En 1985, le spectacle "Chiens - cirques divers" scelle la rupture artistique entre Jean Guidoni et le parolier de ses débuts, Pierre Philippe. L'écrivain vient de lui signer un album génialement radical, "Putains", qu'il s'agit d'illustrer.
Pour le spectacle, Jean Guidoni ressent le besoin d'intégrer des chansons inédites... Grand bien lui prend : c'est l'écrivain Enzo Cormann qui va jouer le rôle de charnière, auteur de transition entre la période Pierre Philippe et la période à venir où Jean Guidoni révèlera au public son propre don de parolier.
Ce spectacle du Cirque d'Hiver, tranchant comme une lame, insolent, flamboyant, peut se voir, a posteriori, comme l'apogée d'une collaboration tumultueuse et brillante entre l'auteur de "La Passion selon Peter" et son interprète fétiche, autant que comme le premier jalon posé par Guidoni pour sa seconde émancipation artistique.
Aussi, les cinq chansons écrites par Enzo Cormann pour le "théâtral chanteur", si elles restent principalement dans les thématiques choisies par Pierre Philippe, n'en sont pas moins le signe d'un renouveau à venir, celui des Tigres de Porcelaine et autres Grands Cafés...
"ANGE A TOUS DÉDIÉ", "BELLA" et "SANTA RITA BLANCA" abordent donc le thème de la prostitution, chacune à sa façon, tragi-poétique pour la première, humoristique pour la troisième, tandis que la seconde nous offre une impeccable atmosphère de film noir...
Deux autres textes viennent parachever l'oeuvre, et non des moindres : "GRAFFITI", d'abord, long texte brillantissime, exercice de style qui joue avec le système métrique, les doubles sens, les mots valises, à la manière d'un Nougaro trash, véritable poésie urbaine chantée autant que scandée par un Guidoni royal en maître de cérémonie d'une étrange célébration sexuelle, fête triste bien que parfois enjouée, "requiem pour un chemin de croix"... Le cinéma X, les photos d'Helmut Newton, les épitaphes romantiques... Le champ thématique se diversifie, éclectique explosion d'images et de mots.
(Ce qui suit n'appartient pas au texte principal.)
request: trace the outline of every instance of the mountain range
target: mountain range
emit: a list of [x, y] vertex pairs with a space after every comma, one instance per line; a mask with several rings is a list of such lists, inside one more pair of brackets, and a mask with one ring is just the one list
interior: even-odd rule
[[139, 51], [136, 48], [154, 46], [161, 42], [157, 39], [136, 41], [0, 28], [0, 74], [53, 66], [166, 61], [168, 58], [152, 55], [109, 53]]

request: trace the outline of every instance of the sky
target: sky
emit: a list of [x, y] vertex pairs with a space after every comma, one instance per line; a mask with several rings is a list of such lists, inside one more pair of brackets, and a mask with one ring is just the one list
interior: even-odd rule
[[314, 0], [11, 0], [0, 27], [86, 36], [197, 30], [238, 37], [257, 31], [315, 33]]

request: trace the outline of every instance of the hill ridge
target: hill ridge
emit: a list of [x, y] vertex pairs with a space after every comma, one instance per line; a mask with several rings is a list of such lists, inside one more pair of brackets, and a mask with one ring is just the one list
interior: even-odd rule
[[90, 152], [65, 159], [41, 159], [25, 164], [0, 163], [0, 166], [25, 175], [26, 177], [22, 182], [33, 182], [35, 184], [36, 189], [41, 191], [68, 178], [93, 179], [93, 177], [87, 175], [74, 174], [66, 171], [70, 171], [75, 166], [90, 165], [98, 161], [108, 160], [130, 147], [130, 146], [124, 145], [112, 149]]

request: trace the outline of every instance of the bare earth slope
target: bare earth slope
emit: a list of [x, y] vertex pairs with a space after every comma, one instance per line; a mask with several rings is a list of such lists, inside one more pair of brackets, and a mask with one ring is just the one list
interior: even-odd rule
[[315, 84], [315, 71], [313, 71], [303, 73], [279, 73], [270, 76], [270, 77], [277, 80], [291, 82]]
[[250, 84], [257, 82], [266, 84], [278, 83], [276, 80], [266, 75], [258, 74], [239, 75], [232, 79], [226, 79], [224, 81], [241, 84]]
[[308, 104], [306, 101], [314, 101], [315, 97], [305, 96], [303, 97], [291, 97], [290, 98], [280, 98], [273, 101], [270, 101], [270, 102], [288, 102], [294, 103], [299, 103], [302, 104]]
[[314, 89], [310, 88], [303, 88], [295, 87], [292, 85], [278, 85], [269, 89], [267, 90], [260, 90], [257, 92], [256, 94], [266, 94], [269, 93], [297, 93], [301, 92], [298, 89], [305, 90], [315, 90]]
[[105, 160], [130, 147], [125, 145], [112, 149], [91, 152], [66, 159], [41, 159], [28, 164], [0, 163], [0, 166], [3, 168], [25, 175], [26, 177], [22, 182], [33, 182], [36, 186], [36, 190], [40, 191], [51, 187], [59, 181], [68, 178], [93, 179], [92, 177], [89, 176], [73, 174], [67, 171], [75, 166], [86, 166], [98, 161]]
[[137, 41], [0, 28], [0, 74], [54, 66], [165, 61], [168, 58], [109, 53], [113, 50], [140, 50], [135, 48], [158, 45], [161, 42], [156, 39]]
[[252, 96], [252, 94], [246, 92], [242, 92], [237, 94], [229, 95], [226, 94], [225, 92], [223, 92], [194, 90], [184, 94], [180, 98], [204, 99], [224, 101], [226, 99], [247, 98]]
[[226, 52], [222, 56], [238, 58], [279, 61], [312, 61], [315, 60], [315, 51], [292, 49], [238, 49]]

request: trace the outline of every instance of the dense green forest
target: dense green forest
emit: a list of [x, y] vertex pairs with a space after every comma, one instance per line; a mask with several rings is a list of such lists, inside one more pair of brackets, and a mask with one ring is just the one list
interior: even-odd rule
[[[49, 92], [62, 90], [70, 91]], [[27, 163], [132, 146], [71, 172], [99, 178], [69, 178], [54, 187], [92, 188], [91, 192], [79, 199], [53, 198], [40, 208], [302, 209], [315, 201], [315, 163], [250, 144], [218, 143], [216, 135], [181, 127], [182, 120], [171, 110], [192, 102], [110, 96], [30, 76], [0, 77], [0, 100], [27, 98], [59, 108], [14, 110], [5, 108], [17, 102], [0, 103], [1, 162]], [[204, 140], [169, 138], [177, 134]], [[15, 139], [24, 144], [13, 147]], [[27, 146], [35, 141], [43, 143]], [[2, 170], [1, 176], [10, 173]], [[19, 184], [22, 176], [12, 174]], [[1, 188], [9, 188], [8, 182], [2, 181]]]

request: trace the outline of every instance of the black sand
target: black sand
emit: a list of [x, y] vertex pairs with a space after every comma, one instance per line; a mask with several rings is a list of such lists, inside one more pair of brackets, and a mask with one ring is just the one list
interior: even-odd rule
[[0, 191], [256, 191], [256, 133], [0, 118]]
Le tout est d'une richesse sémantique incroyable.
Et enfin, le dernier texte, perfection ultime de cette éphémère collaboration entre un grand écrivain et un interprète de génie, "RENDEZ-MOI L'ENFANT". Musicalement, la chanson est très belle, reprenant l'un des (nombreux) thèmes récurrents de "Graffiti", petite valse émouvante, pleine d'espoir. Le texte - dont la simplicité n'est pas la moindre des vertus - fait preuve d'une belle émotion, à fleur de peau, sur le besoin de retrouver l'enfance, l'innocence, la pureté... A l'entendre chanter ce texte, on jurerait que Guidoni fait une déclaration à Pierre Philippe. Là encore, a posteriori, on peut l'interpréter comme une déclaration d'indépendance artistique mais également comme la promesse d'une révolution, d'un renouvellement... d'une RENAISSANCE. Incroyable point final d'une très brève collaboration (avec Cormann) qui compense son obligatoire concision par une densité remarquable. Mais tout aussi incroyables points de suspension pour une collaboration marquante, qui s'achèvera en beauté quinze ans plus tard avec "Fin de siècle" et la reprise du "Crime passionnel". Enfin, incroyable trait d'union avec l'oeuvre que Guidoni allait construire "en solitaire", révélant un talent de plume jamais démenti depuis...
Laissez-vous tenter par ce cirque fantasmagorique, chapiteau provisoire qui s'établit peu de temps, mais marqua durablement les mémoires.